Informer les populations sur les troubles psychiatriques
Au Ghana, une femme a décidé de ne pas attendre que le gouvernement suive ces recommandations. Elle s'appelle Doris Appiah. Elle a 57 ans aujourd'hui. Elle avait 20 ans quand ses troubles bipolaires ont commencé. Ses parents l'ont emmenée dans un camp où elle a été enchaînée pendant cinq ans avant de réussir à s'enfuir. Aujourd'hui, Doris Appiah est devenue trésorière de l'Association pour la santé mentale au Ghana.
Doris Appiah est lucide sur la lenteur du développement de soins promis par l'Etat. Elle compte donc surtout sur l'éducation de la population pour les aider à mieux comprendre, à ne plus avoir peur de ceux qui souffrent de maladies psychiatriques. Pour changer l'image de ces troubles, Doris Appiah a osé parler en public de sa maladie et appelle d'autres patients insérés dans la société à le faire aussi, ce qui reste difficile…
Déstigmatiser les malades mentaux
C'est une réalité contre laquelle lutte aussi un homme en Côte d'Ivoire. Il s'appelle Grégoire Ahongbonon. Il a traversé une profonde dépression alors qu'il était un brillant chef d'entreprise. Grâce à son contexte familial, il a eu la chance d'échapper à l'enfer des chaînes. Mais cette épreuve l'a rendu beaucoup plus sensible à la réalité des malades mentaux. Il a commencé à recueillir et à aider ceux qui erraient dans les rues. Puis il s'est mis à aller délivrer ceux qui étaient enchaînés.

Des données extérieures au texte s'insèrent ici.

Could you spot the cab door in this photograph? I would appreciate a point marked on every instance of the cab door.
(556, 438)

Pour les prendre en charge, grâce à ses compétences d'entrepreneur, Grégoire Ahongbonon a réussi à créer sa première structure d'accueil en 1994. Aujourd'hui encore ses équipes reçoivent des appels signalant la présence de malades maltraités dans tel ou tel village. Les rescapés sont accueillis dans des centres où ils sont hébergés, nourris, accompagnés par d'autres patients désormais stabilisés qui habitent aussi dans le centre.
Resocialiser les malades mentaux
Depuis, six autres centres ont ouvert au Bénin et au Burkina Faso. Il y a aussi 28 relais pour suivre les patients et donner les traitements sur la durée. L'ensemble est coordonné par l'Association Saint-Camille de Lellis fondée par Grégoire Ahongbonon.

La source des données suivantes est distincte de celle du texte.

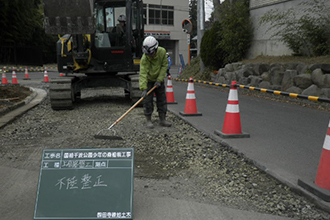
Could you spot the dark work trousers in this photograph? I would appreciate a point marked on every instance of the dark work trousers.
(161, 100)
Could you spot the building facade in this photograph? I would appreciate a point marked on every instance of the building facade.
(163, 20)
(262, 43)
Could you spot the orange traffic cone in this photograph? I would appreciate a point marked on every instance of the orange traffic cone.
(170, 92)
(14, 77)
(4, 78)
(46, 79)
(321, 186)
(232, 124)
(323, 173)
(190, 107)
(26, 74)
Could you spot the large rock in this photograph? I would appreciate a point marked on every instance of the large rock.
(244, 81)
(229, 67)
(325, 68)
(302, 68)
(255, 80)
(266, 76)
(260, 68)
(265, 85)
(303, 81)
(230, 76)
(237, 66)
(290, 66)
(325, 92)
(318, 77)
(313, 90)
(294, 89)
(276, 76)
(288, 77)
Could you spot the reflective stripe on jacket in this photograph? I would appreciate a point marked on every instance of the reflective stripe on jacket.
(153, 69)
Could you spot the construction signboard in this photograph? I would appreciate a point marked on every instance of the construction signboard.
(85, 184)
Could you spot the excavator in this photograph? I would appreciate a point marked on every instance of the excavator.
(93, 49)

Mais une fois cette prise en charge assurée, le but est aussi de leur rendre une place dans la société. Dès que les patients vont mieux, ils peuvent accéder à des formations et se réinsérer. Peu à peu, l'image de la maladie mentale change. Désormais, certaines familles confient spontanément leur proche malade à l'association. Et autour, les terribles centres de prières ferment.